Thursday, August 14, 2008

Major Importer of Australian Wines Trimming its Portfolio?

Just a week or two before we left for vacation in July I was offered deep discounts on wines from several Australian producers including J P Belle Terroir, Kay Bros, and Rusden. The reason given for the deep discounts was that the distributor was dropping these wines. I bought a few 6-packs and thought nothing more about it. Then today a thread on eRobert Parker’s Bulletin Board has become embroiled in a discussion about how many producers Dan Philips’ Grateful Palate, a significant importer of Australian wines, is dropping from its portfolio. Guess who imports J P Belle Terroir, Kay Bros, and Rusden?

The discussion on eBob suggests that some 18 brands would be dropped from the Grateful Palate (GP) portfolio. At present its anyone’s guess as to which brands are being cut but the non-GP brands being kept likely include Kalleske, Kays, Tscharke, Noon, Greenock Creek, and Majella. There may be others as well as the Grateful Palate portfolio of Australian producers imported by Dan Philips is long and includes many small wineries that make some outstanding wines. A sampling includes Burge Family, Glaymond, Tim Smith, Scarpantoni Estate, Shirvington, Samuel's Gorge, The Willows, Tim Smith Wines, as well those mentioned above.

The reason for this possible slashing of products is not clear, but both Michael Opdahl (Joshua Tree Imports) and John Gorman (Southern Starz) have contributed lengthy posts on the current difficulties being experienced by those trying to sell Australian wine into the US market; “Australia is one seriously screwed up wine category right now and desperately in need of a major make over.” John Gorman.

I certainly agree with some of the major concerns including the influence of the dramatic increase in the value of the Australian dollar against the greenback over the last 4-5 years and the confusion produced by the sameness of many Australian wines especially those in the $25-50USD price range. Another important concern, reflected somewhat in the sameness of many wines, is the limited exposure of the US market to the diversity of Australian wine. There many be millions of cases of Australian wine brought into the US each year but much of it comes either from the amorphous wine region called South Eastern Australia and/or reflects the lack of knowledge about Australian wine by the American wine consumer.
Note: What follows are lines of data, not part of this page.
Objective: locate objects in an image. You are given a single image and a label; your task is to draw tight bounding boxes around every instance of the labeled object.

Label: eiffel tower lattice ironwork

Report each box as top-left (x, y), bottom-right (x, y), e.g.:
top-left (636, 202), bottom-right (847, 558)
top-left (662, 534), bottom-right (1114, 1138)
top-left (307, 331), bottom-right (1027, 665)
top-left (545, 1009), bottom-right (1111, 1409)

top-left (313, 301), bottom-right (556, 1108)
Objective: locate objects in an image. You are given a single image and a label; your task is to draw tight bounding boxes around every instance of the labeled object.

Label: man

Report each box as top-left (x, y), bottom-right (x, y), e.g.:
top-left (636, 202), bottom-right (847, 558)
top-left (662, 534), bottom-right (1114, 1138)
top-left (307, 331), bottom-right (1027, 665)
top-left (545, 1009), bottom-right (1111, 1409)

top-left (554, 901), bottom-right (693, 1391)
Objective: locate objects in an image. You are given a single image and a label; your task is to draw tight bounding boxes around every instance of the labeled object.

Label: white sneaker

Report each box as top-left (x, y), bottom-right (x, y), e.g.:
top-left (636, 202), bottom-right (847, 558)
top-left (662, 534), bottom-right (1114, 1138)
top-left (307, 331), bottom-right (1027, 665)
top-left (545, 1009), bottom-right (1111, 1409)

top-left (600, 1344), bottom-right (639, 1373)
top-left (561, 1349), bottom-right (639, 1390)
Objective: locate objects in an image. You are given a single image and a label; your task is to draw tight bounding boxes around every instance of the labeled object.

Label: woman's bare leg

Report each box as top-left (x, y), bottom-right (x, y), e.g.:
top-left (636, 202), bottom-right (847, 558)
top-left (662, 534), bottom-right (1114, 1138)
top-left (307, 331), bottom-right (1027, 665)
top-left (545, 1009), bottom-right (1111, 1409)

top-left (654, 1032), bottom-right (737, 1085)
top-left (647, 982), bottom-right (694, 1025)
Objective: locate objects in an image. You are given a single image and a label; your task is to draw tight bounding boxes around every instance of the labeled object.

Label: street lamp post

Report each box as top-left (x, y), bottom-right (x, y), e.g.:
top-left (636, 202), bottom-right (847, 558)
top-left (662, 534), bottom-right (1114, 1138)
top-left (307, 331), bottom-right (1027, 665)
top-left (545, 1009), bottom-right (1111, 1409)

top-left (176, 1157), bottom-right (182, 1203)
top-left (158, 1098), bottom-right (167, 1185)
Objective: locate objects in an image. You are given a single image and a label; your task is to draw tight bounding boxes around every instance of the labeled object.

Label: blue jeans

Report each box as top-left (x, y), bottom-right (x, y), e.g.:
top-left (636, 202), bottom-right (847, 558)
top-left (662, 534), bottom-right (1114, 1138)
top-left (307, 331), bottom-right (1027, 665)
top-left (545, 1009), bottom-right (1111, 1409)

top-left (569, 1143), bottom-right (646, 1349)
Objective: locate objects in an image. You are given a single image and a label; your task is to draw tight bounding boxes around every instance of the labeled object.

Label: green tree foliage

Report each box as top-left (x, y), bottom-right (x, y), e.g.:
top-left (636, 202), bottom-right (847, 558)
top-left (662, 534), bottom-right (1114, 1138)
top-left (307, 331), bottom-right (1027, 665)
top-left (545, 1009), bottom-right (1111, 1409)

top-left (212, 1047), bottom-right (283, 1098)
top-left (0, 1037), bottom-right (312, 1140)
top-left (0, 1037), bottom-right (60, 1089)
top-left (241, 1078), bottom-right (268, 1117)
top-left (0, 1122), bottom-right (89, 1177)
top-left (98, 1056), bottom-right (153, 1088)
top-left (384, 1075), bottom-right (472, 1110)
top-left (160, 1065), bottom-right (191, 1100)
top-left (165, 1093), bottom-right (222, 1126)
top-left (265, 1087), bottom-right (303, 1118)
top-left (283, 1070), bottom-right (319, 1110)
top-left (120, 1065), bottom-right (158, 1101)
Educating and refining the wine palates of a population as large as the US is a daunting task. For example, here is simple question. How many wine regions (called geographical indicators, GI) are there in Australia? Ten, twenty, thirty? Try 64! Next question – How many can you name?
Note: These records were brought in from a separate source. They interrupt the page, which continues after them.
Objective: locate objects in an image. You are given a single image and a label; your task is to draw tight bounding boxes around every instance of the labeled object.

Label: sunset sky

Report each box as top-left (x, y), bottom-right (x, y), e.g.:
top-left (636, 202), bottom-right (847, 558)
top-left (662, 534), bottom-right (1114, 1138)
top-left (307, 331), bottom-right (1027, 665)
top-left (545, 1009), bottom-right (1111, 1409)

Wine Australia has made some attempt to expand knowledge of the diversity of Australian wine with their Regional Heroes program but the audience that has some knowledge of how this works is abysmally small. More importantly even if consumers can describe the most important varietal or style from a region and its recognizable characteristics they may still be unconvinced as to why they should pay $50 for a Barossa Shiraz when they can get a Shiraz for $10 from South Eastern Australia. What is needed are clear definitions of why some wines are superior to others. A good example of how this can be achieved is the definition of wine styles for Rutherglen Muscat. If you appreciate this type of wine (as I do) then just a little reading makes very clear to you what defines a Rutherglen Muscat versus a Rare Rutherglen Muscat. A similar type of definition (and code of practice) could be applied to other wine styles. For example the spectrum of Barossa Shiraz could include generic Shiraz that comes from multiple vineyards versus that from single vineyard sites. The age of the vines could also be used to further refine the style. Selection of parcels of grapes or certain barrels could be used to highlight wines that are a wineries’ best exemplar of the region.

A good example of how selection of vineyards and barrels can be used to identify wines of increasing superiority is that used by Wayne Dutschke of Dutschke Wines. The St. Jakobi Shiraz is a single vineyard wine, the "Oscar Semmler" is a blend of the best structured and most mouth filling parcels of Shiraz from the St Jakobi vineyard and represents "the best of the vintage”, while the “Single Barrel Shiraz” is the best barrel from the harvest of the St Jakobi vineyard. That is an easy system to understand both in terms of what each wine represents and why each is priced differently. And no where near as confusing as the R wines of the Grateful Palate.